Les jours coulèrent. Maille à maille, la sécurité se tissait dans le cœur de Marthe Elle travaillait avec patience, assise près de la fenêtre, un rideau levé. Comme elle était preste, elle pouvait s’accorder des pauses. Et elle observait, en bas, la vie de l’humanité. Dès le matin, la lutte commençait : elle se décelait dans la casquette, la blouse et la veste de l’ouvrier, elle était aux jupes lâches des femmes, aux caprices du gamin et de la gamine, chez le marchand de cidre, de vin et d’apéritifs, dans la grotte noire du charbonnier et la petite épicerie branlante ; elle courait avec le fiacre furtif ou titubait avec la lourde charrette ; elle haletait avec l’automobile, et elle palpitait encore, fiévreuse, saccadée, pitoyable, derrière les grands murs de Sainte-Anne.

Comme Lilas était naïve, elle n’en voyait que la surface : ainsi ne voyons-nous qu’une nuance rouge ou jaune, au lieu des trillions de vibrations qui se cachent sous la lumière. Et elle se figurait beaucoup de menues joies. La ménagère qui rapporte le pain ou les pommes de terre, l’homme qui vide un verre sur le zinc, l’enfant qui mordille une tablette de vieux chocolat, ou simplement une chevelure qui luit, nette et bien échafaudée, une table servie de bols, de cafetières et d’une miche avaient des significations séduisantes.

Quant à Marthe même, elle fut heureuse. C’était une griserie d’oubli, le renouveau, la liberté, la douceur de n’être tourmentée ni par les hommes ni par la mère Baraquin. Dans les repas qu’elle faisait, à midi, avec Céline, à sept heures avec Céline et Alfred, il y avait un charme extraordinaire. Au lieu d’Antoinette maussade, des soupes charbonneuses et des ragoûts au suif, elle eut des compagnons qui causaient sans aigreur et des plats qui lui faisaient chaud au cœur. Alfred était gourmand : il lui fallait des escalopes, du gigot, des côtelettes, de la saucisse fraîche, du boudin cuit au four, des tripes choisies ; il aimait à faire lui-même son café dans une cafetière de terre vernie, où il versait l’eau bien bouillante, à petits coups.
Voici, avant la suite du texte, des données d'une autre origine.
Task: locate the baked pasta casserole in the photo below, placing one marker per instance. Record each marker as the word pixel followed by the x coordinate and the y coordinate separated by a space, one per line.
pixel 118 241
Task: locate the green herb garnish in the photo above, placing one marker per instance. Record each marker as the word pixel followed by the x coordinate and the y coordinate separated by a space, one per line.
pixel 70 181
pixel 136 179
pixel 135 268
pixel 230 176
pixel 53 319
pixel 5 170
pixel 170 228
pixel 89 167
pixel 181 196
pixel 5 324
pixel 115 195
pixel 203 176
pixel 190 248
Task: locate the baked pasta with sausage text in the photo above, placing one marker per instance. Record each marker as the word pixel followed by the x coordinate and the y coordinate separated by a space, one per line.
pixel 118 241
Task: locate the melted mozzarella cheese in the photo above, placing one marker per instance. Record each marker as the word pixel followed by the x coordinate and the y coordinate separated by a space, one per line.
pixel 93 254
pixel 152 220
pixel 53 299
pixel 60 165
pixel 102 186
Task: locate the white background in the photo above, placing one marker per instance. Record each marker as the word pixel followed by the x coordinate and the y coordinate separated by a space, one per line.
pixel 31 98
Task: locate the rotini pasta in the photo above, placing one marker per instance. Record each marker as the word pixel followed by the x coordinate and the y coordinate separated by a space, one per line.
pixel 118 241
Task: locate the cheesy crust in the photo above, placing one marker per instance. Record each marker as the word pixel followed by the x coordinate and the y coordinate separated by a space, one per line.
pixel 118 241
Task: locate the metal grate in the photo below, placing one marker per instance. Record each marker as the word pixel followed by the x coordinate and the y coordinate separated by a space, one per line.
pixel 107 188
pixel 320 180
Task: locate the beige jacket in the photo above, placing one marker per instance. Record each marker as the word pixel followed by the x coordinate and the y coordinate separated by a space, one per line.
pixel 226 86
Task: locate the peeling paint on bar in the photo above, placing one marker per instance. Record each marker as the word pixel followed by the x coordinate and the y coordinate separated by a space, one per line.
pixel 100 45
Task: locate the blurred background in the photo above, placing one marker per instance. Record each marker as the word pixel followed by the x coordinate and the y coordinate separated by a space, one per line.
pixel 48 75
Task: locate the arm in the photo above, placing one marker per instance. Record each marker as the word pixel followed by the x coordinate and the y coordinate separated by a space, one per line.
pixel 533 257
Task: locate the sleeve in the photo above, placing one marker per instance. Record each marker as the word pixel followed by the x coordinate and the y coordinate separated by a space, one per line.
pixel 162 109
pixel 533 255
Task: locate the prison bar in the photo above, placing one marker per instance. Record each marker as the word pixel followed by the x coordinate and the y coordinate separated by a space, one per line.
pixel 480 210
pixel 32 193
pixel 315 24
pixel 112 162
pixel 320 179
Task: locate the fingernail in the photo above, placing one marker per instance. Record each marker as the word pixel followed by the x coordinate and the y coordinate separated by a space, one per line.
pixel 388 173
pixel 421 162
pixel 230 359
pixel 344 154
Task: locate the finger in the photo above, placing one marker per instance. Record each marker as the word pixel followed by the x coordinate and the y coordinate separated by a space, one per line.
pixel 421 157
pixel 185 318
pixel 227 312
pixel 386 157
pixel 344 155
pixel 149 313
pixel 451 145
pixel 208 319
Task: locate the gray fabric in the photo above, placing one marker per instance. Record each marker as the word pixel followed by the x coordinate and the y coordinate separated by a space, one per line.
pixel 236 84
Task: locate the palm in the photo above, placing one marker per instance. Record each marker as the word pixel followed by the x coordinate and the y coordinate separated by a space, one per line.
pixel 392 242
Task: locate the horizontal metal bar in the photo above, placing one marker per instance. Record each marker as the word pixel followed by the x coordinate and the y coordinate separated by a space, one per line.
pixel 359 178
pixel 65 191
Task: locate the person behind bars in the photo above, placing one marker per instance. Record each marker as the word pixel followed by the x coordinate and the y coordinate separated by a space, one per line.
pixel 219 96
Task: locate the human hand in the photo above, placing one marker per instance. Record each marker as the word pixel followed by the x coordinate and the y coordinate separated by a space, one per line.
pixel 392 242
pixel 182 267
Cette gourmandise impatientait Céline, mangeuse rapide et sommaire qui, l’appétit une fois satisfait, ne tenait guère à la nourriture. Mais il est toujours un point où le fort cède au faible : Microbe cédait sur la cuisine, exigeant, en retour, qu’Alfred ne dépassât pas seize sous par jour pour le cabaret et le tabac.

Alfred Chaigneux, dit Gaufre, était un homme bonasse, qui racontait beaucoup d’anecdotes. Comme Céline ne l’écoutait guère, il s’adressait à Lilas.

Lent et presque pensif, les mots demeuraient souvent tapis dans sa cervelle. Alors il devenait très rouge, sa barbe en copeaux avait des oscillations, il faisait de la main un geste bizarre, comme s’il cherchait à attraper une puce. D’ailleurs, il observait avec justesse ; au fond de son œil se fixaient des images précises.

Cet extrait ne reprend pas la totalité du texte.